「イヤな夢を見た。」
ある朝、小さな息子が元気なくそう言った。
私が瀕死になっている夢を見たらしい。
「びっくりしたんだね。怖かったでしょう。」
私がそう言うと、息子はポロポロと涙をこぼした。
私は、あまり体が丈夫ではなかった。
少し無理をすると、すぐに動けなくなってしまう。
寝込むことも多く、今まで家族には相当心配をかけている。
よく倒れるけれど、病気ではなく
何故そうなるのかは、原因不明だった。
そんな私を幼い頃から見ている息子
小さな子どもに、今までそんな思いをさせていたのかと
切なくなり、息子を抱きしめた。
息子は胸の中で、わんわん泣いた。
夜、主人にその話をした。
家族に心配をかけていると思ってはいたけれど
これほどまでに子どもを苦しめていたとは思っていなかったことを話した。
「私が倒れたとき、パパも、びっくりしたり怖かったりしたの?」
すると、主人はこう答えた。
「そうは思わなかったよ。」
え…、意外と心配されてなかったのかな…と、軽く驚く。
でも、次の主人の言葉に、もっと驚いた。
「死なせない、って思ってたもん。だから別に怖くなかった。
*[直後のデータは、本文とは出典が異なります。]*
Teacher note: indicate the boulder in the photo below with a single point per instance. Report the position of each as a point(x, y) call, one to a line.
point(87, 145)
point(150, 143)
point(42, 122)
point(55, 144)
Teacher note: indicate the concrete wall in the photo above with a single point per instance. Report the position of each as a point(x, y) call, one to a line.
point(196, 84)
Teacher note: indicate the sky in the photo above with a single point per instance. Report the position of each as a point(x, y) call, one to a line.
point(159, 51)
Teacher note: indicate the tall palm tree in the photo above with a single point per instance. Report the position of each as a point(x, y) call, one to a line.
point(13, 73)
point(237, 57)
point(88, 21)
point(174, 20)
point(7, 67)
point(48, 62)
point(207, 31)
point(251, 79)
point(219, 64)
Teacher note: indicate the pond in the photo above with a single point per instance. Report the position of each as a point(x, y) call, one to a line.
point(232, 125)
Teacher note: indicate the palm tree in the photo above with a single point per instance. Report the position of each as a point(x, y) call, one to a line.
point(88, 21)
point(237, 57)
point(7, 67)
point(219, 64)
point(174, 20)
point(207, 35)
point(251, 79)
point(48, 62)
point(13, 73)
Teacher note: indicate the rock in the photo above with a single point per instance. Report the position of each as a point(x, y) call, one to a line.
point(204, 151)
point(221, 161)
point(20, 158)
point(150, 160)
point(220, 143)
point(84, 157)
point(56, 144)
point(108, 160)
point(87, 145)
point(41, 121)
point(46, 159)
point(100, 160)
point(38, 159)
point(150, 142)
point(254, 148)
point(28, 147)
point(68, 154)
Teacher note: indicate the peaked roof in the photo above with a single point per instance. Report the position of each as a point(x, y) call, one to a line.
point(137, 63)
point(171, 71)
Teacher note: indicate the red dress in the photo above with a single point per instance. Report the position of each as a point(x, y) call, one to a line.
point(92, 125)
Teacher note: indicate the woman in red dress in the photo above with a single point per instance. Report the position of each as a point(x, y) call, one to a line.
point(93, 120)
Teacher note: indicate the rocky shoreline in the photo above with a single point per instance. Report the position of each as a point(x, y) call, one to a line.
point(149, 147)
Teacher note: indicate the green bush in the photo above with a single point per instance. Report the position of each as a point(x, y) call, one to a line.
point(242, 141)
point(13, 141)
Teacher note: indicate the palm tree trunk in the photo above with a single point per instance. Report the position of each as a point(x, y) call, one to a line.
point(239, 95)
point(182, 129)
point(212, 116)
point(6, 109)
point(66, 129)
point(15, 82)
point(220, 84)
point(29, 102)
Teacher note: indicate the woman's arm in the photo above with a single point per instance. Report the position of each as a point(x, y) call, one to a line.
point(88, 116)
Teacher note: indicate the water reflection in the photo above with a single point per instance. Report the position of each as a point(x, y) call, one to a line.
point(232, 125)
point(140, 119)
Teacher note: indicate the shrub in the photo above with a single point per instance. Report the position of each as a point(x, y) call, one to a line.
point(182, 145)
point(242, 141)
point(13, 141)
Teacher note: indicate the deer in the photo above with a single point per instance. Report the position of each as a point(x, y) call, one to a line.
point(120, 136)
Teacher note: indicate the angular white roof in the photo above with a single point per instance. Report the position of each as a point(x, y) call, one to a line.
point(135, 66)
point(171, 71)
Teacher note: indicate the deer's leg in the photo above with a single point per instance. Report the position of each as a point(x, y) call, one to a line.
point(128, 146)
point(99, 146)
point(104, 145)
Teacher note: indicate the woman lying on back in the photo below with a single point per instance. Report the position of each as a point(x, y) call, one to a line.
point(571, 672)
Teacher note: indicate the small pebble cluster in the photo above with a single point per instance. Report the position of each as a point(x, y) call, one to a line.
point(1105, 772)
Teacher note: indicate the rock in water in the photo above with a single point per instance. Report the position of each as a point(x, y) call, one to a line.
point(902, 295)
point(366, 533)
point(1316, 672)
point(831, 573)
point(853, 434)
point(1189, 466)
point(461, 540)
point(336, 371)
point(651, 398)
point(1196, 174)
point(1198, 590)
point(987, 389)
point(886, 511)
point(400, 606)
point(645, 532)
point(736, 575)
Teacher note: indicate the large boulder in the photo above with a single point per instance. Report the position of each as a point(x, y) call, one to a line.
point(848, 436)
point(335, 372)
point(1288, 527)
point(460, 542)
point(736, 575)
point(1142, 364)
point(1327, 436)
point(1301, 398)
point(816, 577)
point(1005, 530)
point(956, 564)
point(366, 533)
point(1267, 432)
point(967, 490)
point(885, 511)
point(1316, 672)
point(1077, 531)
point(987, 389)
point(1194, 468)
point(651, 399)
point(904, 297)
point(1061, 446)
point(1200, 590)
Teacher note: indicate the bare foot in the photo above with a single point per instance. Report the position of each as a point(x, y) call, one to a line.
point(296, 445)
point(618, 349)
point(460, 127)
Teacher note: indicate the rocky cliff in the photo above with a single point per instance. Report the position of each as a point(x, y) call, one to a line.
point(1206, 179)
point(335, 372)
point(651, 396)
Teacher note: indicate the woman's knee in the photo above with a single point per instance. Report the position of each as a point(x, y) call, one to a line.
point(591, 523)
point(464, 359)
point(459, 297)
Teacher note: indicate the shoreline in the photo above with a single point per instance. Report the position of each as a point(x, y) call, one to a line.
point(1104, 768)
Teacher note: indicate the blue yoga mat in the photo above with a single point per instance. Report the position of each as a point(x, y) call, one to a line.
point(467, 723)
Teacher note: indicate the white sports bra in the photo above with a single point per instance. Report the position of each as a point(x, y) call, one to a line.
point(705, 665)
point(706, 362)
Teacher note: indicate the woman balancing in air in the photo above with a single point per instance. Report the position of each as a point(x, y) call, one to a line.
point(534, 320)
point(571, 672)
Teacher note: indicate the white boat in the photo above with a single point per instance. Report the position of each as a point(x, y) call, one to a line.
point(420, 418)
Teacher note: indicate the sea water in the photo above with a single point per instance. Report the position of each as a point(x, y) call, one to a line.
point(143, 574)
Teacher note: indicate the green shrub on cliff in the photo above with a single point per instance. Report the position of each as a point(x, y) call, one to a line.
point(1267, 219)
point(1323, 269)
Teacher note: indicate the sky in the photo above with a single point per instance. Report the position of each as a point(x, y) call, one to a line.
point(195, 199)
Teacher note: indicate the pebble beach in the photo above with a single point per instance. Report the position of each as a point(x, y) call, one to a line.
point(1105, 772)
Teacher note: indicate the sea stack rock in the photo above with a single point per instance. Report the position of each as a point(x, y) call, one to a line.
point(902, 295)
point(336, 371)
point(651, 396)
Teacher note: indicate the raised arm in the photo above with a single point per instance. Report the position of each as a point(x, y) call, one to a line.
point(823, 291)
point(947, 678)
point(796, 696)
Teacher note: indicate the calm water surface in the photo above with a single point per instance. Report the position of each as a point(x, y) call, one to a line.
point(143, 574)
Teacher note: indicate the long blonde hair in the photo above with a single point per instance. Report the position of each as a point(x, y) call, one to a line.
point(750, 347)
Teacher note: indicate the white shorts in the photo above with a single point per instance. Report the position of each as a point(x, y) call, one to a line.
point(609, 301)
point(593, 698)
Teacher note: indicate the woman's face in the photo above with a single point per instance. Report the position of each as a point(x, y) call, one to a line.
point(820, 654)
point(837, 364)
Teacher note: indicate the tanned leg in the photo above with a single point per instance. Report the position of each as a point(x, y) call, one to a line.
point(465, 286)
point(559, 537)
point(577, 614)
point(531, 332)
」
今まで、こんなふうに自分のことを思ってくれる人がいるなんて
思ったことがなかった。
体の辛さは、本人でなければどれほどの苦しみかはわからない。
だから誰も、私の体のことは理解できないだろう、家族でさえも。
そう思っていた。
分かち合えないことから、一人で闘っている気がしていた。
確かに、主人はいつでも私のために車を走らせてくれた。
仕事中でも、夜中でも。
何も言いはしなかったけれど。
私、すごく、すごく、大事にされてきたんだな。
そう思ったら、涙が止まらなかった。
「死なせない。」
ずっと、ずーっと長い間
私は、この言葉を待っていた気がする。
「子どもさえいなければ…」という母親の声が聞こえた。
子どもの頃に、聞いた言葉だった。
「私は、いないほうがいい子なんだ。」
そう思って無表情でいた小さな自分が、心の中で笑っている。
良かった。
私は生きていていいみたい。
そう思った瞬間、体全体に流れる温かいエネルギーを感じた。
元気になろう。
そして、もっともっと笑って
心配をかけてきた分、これからはみんなに安心を与えたい。
みんな、私の傍にいてくれて、本当にありがとう。